Are the numbers the size in bits? If so, those are very small blocks. It seems like you would get more effective redundancy with larger blocks. Does Reed-Solomon scale so poorly that only tiny blocks are computationally feasible?
Generally blocks. So backblaze takes 17 blocks of input, and generates 20 blocks out output. Then recoveries work if 17 or more blocks are recovered.
I worked on a research project in undergrad that used Reed-Solomon -- we showed a series of images to users, who would later pick those images out of a set of un-trained images in order to authenticate or access some privileged data, sans encryption. the error-correcting allowed for some degree of misremembering or forgetfulness, as is normal in human image recognition tasks.

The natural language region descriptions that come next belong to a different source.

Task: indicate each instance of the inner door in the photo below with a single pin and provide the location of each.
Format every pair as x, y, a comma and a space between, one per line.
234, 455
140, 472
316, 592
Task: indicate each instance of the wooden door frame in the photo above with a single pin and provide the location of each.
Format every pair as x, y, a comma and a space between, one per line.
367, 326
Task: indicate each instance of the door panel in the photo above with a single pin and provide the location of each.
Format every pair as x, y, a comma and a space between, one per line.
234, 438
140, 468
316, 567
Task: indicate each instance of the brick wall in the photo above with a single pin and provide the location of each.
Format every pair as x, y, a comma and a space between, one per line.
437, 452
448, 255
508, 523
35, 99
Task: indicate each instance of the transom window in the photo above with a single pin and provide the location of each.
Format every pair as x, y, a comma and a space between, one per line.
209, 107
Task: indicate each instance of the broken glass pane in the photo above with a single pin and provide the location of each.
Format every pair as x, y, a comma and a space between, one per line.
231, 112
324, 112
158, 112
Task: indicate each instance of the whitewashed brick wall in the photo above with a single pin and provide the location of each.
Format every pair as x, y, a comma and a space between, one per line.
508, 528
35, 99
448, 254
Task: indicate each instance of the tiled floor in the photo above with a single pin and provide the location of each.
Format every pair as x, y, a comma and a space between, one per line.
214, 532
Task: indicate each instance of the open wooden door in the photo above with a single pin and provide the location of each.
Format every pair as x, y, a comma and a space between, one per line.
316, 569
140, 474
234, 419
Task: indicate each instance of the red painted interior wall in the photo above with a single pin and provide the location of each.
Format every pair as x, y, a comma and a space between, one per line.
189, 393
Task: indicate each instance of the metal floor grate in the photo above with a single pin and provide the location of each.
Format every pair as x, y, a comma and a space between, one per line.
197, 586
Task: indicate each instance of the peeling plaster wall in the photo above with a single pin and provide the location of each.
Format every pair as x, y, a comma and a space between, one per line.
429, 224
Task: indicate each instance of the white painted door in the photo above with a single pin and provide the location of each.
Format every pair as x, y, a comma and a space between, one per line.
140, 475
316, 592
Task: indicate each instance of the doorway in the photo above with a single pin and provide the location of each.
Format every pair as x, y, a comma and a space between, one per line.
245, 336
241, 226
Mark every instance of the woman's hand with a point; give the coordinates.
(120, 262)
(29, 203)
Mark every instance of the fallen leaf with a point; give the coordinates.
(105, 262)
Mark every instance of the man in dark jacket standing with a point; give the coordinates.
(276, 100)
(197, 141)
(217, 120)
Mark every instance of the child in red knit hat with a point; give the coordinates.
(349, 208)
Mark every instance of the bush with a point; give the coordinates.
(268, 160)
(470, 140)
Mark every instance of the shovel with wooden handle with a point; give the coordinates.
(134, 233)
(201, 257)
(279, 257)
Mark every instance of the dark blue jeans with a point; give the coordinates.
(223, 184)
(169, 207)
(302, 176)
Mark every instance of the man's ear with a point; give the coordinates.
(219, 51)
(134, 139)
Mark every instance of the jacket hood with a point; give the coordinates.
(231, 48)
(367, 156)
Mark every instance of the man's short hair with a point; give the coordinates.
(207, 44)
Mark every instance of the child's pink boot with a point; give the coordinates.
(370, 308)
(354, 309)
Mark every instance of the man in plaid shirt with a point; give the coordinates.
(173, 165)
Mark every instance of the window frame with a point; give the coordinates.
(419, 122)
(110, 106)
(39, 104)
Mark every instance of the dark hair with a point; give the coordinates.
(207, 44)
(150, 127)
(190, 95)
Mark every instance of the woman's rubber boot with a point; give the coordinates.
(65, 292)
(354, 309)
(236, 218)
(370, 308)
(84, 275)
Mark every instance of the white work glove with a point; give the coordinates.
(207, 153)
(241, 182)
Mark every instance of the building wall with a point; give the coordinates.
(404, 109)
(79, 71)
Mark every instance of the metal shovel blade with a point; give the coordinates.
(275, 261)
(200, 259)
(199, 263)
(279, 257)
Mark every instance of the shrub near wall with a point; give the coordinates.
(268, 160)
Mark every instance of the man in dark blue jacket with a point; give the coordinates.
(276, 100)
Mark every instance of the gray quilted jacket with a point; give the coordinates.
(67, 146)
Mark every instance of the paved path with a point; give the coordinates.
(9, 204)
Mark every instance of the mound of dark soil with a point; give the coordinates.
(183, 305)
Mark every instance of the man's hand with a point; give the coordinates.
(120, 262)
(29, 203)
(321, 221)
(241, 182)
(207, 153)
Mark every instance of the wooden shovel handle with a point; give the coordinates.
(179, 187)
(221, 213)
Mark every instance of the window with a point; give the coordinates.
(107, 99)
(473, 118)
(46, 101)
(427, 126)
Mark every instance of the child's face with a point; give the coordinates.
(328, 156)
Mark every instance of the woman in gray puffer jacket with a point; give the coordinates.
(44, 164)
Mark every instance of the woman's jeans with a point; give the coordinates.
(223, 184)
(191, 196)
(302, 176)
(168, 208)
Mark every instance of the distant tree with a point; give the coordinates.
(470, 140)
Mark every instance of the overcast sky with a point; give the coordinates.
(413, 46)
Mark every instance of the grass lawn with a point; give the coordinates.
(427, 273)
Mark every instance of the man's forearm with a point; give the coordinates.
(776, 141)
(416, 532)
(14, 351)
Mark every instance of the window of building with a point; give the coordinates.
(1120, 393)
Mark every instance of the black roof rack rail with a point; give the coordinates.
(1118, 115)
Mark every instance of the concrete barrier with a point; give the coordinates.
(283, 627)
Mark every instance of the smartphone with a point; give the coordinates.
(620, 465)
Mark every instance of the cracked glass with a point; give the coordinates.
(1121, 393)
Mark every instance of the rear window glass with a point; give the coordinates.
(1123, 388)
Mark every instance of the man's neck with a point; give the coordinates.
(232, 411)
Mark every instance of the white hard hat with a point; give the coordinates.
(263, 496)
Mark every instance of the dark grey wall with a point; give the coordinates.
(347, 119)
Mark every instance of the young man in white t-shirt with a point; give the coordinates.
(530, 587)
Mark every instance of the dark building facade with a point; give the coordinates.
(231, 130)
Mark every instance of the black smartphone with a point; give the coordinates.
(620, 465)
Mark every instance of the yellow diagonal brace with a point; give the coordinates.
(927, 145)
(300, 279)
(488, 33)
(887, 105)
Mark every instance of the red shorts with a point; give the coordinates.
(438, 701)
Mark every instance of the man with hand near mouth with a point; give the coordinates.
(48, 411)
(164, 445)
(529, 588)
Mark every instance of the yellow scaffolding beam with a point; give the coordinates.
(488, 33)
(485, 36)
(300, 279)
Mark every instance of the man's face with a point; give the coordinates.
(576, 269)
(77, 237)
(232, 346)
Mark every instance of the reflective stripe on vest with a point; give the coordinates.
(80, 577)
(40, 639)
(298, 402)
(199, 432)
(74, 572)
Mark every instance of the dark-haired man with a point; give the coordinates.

The professor later spun up a startup that has since been acquired by Dropbox, but I'm unaware what kind of product they're currently working on.

Parchive 2 was, I believe, an implementation of Reed-Solomon at the application level; mostly used (when it was introduced) to counter loss from missing chunks on binary newsgroups. I think RAR might have picked up a similar feature around that time too?

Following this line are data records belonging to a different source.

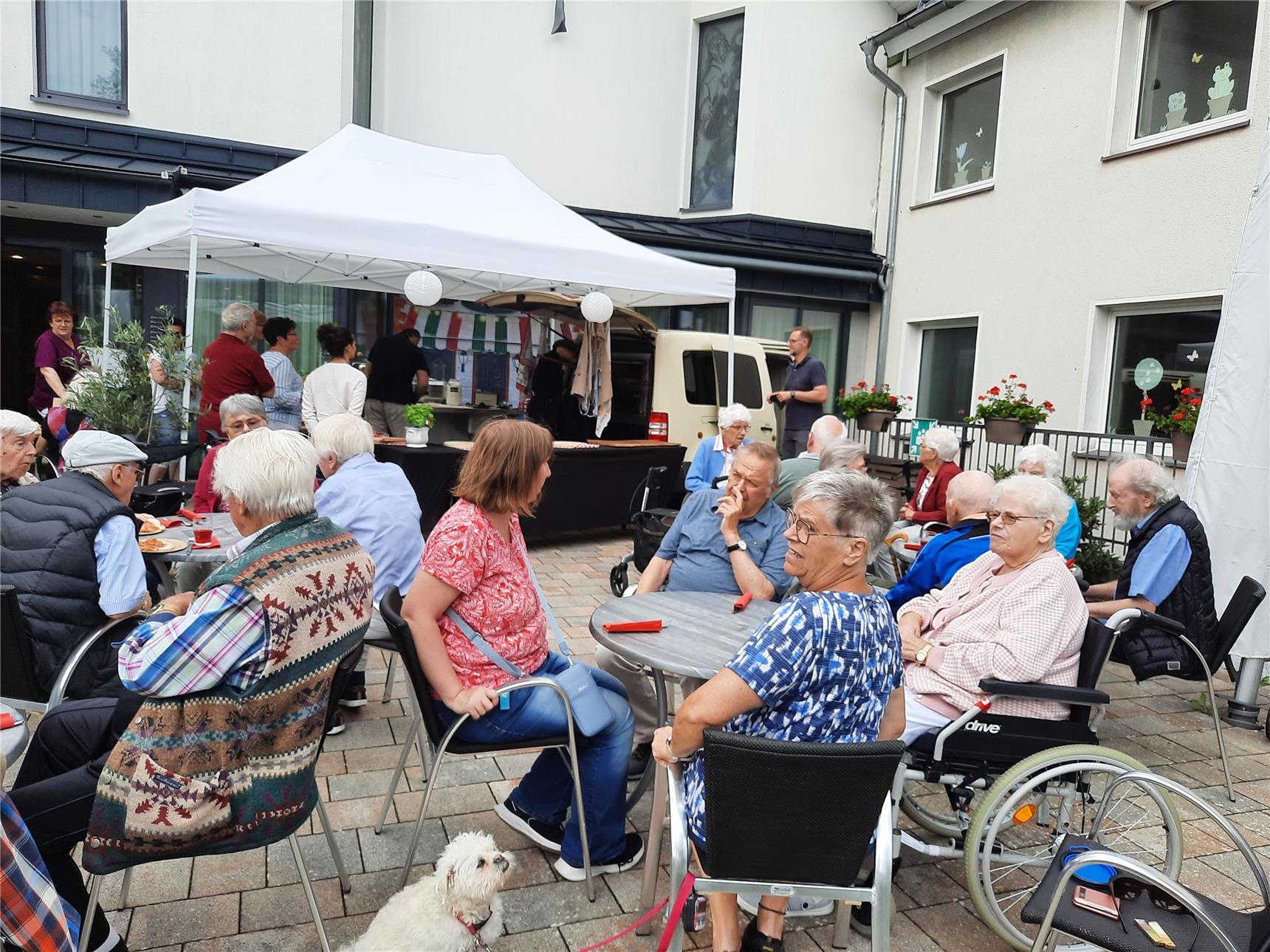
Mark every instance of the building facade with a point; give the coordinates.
(1074, 190)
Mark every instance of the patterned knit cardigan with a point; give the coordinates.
(224, 770)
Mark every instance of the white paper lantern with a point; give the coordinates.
(423, 289)
(597, 308)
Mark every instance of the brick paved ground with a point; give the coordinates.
(252, 902)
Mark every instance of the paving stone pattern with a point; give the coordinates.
(253, 902)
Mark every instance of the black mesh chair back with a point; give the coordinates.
(789, 811)
(1238, 612)
(18, 671)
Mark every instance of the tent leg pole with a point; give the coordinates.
(190, 286)
(732, 348)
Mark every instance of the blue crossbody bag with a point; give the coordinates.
(591, 712)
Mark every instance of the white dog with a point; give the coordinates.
(456, 909)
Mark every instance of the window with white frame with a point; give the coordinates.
(968, 134)
(945, 384)
(81, 52)
(1197, 63)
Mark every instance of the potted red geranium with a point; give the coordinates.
(1180, 421)
(871, 407)
(1009, 413)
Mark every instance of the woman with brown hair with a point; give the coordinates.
(476, 565)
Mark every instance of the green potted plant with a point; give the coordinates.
(1180, 421)
(1009, 414)
(418, 419)
(871, 407)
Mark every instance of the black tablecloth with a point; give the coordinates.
(588, 489)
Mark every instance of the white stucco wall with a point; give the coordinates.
(271, 72)
(601, 116)
(1062, 230)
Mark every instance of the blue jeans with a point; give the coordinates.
(546, 790)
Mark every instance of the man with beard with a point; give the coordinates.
(1166, 569)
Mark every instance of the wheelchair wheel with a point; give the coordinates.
(927, 805)
(1023, 818)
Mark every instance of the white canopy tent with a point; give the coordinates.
(1229, 461)
(365, 210)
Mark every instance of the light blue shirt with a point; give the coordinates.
(1160, 565)
(121, 571)
(376, 504)
(284, 407)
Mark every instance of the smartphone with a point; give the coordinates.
(1096, 902)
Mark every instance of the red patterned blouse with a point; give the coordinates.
(498, 599)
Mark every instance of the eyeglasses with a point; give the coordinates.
(1009, 518)
(1127, 889)
(803, 531)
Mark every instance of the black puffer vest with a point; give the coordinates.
(1156, 652)
(46, 553)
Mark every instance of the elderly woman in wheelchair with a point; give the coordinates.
(825, 668)
(1009, 635)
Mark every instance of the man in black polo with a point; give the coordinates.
(399, 370)
(807, 390)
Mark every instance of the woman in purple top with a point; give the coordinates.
(52, 349)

I believe parchive version 1 was simple XOR parity.

No, parchive v1 also used Reed-Solomon. The main difference between v1 and v2 was that v1 worked on the file level, but v2 divided the set of files into blocks.

Also, the parity matrix for v1 would be sometimes singular (non-invertible), which v2 tried to fix but it didn't quite work.

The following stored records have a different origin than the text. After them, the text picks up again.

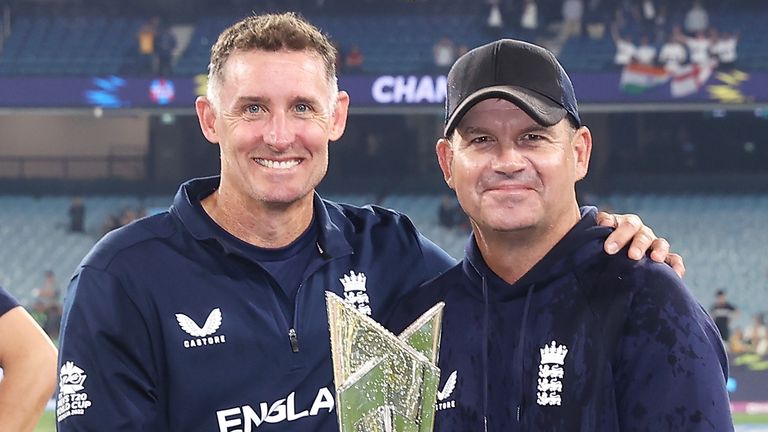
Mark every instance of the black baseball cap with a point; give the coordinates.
(523, 73)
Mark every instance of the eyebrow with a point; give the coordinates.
(246, 100)
(534, 128)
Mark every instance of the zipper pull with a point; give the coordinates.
(294, 340)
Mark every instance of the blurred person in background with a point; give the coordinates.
(542, 330)
(28, 363)
(723, 312)
(212, 316)
(76, 215)
(756, 335)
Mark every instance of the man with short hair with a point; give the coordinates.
(211, 316)
(542, 330)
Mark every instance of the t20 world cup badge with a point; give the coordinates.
(384, 383)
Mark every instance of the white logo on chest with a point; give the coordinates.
(446, 392)
(203, 335)
(355, 292)
(550, 374)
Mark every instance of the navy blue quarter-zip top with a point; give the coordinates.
(171, 323)
(581, 342)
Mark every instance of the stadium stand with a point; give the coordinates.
(723, 229)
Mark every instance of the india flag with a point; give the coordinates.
(638, 78)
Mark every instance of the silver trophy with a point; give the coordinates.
(384, 383)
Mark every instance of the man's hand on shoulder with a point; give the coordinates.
(629, 229)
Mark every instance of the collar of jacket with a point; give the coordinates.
(582, 243)
(187, 207)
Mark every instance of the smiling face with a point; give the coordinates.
(511, 174)
(275, 113)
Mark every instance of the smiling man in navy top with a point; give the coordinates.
(542, 330)
(211, 316)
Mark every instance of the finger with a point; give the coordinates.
(606, 219)
(659, 250)
(629, 228)
(676, 262)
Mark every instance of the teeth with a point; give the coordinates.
(277, 164)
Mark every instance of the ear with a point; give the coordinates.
(582, 151)
(206, 116)
(339, 119)
(444, 151)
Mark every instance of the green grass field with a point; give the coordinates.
(47, 422)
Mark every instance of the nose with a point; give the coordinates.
(279, 135)
(508, 160)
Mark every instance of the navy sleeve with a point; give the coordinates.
(7, 302)
(671, 369)
(107, 373)
(436, 260)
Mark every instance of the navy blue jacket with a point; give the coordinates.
(584, 341)
(170, 326)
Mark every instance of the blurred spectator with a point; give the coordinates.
(444, 54)
(529, 20)
(724, 48)
(645, 53)
(126, 216)
(699, 48)
(673, 53)
(354, 60)
(689, 152)
(573, 13)
(76, 214)
(449, 214)
(696, 19)
(48, 292)
(595, 19)
(648, 14)
(146, 45)
(46, 306)
(495, 21)
(723, 313)
(461, 50)
(625, 49)
(736, 343)
(756, 334)
(165, 43)
(339, 57)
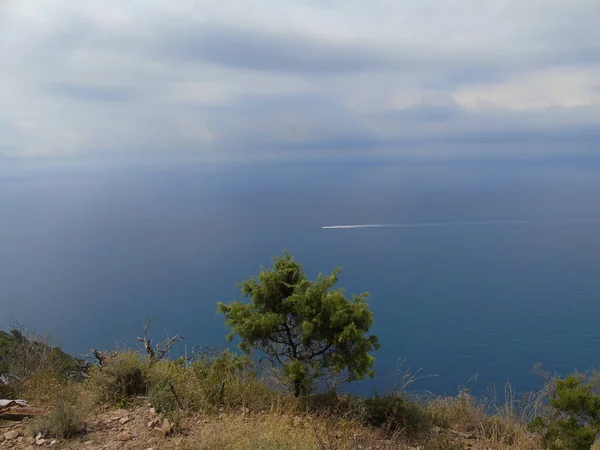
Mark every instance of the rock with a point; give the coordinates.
(12, 434)
(124, 436)
(166, 426)
(158, 432)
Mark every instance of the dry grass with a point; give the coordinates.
(285, 431)
(239, 410)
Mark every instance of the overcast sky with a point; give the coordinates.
(224, 80)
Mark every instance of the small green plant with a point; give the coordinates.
(63, 422)
(308, 329)
(123, 377)
(575, 418)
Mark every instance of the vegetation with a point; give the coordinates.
(309, 329)
(574, 422)
(24, 356)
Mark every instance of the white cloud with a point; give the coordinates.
(234, 79)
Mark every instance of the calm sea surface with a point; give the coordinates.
(90, 254)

You may want to be able to run highly resilient databases even on non-error-detecting hardware. (Most consumer disks, and even a lot of enterprise disks, don't reliably detect/report disk corruption)

You might also be building a distributed system, where blocks are spread across multiple disks. In that case, an "error" you're trying to correct might be the loss of a disk or server in the distributed system; there is no one single disk or OS responsible for all the relevant blocks in that case.

But, both of these are assuming you're building some kind of data-store, which is not a typical user application. Writing robust data-stores is hard for many reasons, error correcting is just one of them.

i used a reed solomon library recently in a project that encodes and decodes binary data stored in a video channel. i added it to compensate for compression/noise introduced in the re-encoding process on third party sites like youtube. here's an example of what it looks like: [0]

[0] https://cicada.jollo.org/xg/sp.mp4

QR codes use Reed Solomon codes
So do pdf-417 barcodes. I remember writing the code for pdf417_decode and pdf417_encode (freeware) back in the day. The Blahut book on error correcting codes was a great help, but all the examples where using binary galois fields. The pdf-417 used a field of powers of 3 mode 929, so my brain had to figure out how that worked and put it into code.
If you need to transmit data over an unreliable link where retransmission isn't practical you will want some sort of FEC. If hardware isn't available to do the job then it gets done in software.